Greyhound notes that Schruben failed to explain the presence of some contamination at the Seattle property, failed to consider possible sources of gasoline contamination at the Portland property, and failed to consider alternative sources of contamination at the Miami property. Viad responds that Schruben's opinions are limited to whether the contamination for which Greyhound seeks cleanup costs relates to tank leaks of which Viad had notice before March 1, 1992 — Schruben's purpose is not to pinpoint the source of all contamination.

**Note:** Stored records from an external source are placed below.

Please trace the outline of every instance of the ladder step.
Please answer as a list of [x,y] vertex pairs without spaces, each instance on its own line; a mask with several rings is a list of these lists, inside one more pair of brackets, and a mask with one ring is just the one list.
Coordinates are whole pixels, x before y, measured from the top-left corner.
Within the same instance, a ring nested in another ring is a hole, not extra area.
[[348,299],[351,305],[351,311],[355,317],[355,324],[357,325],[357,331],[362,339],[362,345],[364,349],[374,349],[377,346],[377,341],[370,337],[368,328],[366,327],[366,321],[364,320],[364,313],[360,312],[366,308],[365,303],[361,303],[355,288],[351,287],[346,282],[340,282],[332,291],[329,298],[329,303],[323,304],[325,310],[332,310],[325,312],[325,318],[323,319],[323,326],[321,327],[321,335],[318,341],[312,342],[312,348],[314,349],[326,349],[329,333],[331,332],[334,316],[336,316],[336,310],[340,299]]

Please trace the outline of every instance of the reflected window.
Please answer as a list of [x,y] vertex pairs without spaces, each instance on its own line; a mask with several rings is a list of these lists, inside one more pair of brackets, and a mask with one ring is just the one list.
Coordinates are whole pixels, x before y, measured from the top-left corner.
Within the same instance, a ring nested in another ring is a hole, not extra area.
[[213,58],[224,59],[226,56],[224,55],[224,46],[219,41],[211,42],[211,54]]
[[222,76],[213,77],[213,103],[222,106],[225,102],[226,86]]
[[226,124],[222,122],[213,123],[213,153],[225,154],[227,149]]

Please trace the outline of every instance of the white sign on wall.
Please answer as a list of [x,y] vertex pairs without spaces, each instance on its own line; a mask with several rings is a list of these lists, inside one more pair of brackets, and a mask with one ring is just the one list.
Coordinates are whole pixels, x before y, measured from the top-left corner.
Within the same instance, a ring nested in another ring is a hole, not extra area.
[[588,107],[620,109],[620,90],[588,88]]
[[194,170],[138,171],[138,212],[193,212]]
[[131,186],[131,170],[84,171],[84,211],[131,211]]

The Court will not exclude Schruben's testimony on this basis. The parties again have differing views about the import of his testimony, and Greyhound will be fully capable of presenting its view and exposing weaknesses in Schruben's testimony at trial. As the Supreme Court has noted, "[v]igorous cross-examination, presentation of contrary evidence, and careful [attention to] the burden of proof are the traditional and appropriate means of attacking shaky but admissible evidence." Daubert v. Merrell Dow Pharm., Inc., 509 U.S. 579, 596 (1993). This is particularly true in light of the fact that this will be a bench trial. See KnightBrook, 43 F. Supp. 3d at 985.

IT IS ORDERED that Greyhound's motion to exclude (Doc. 85) is denied.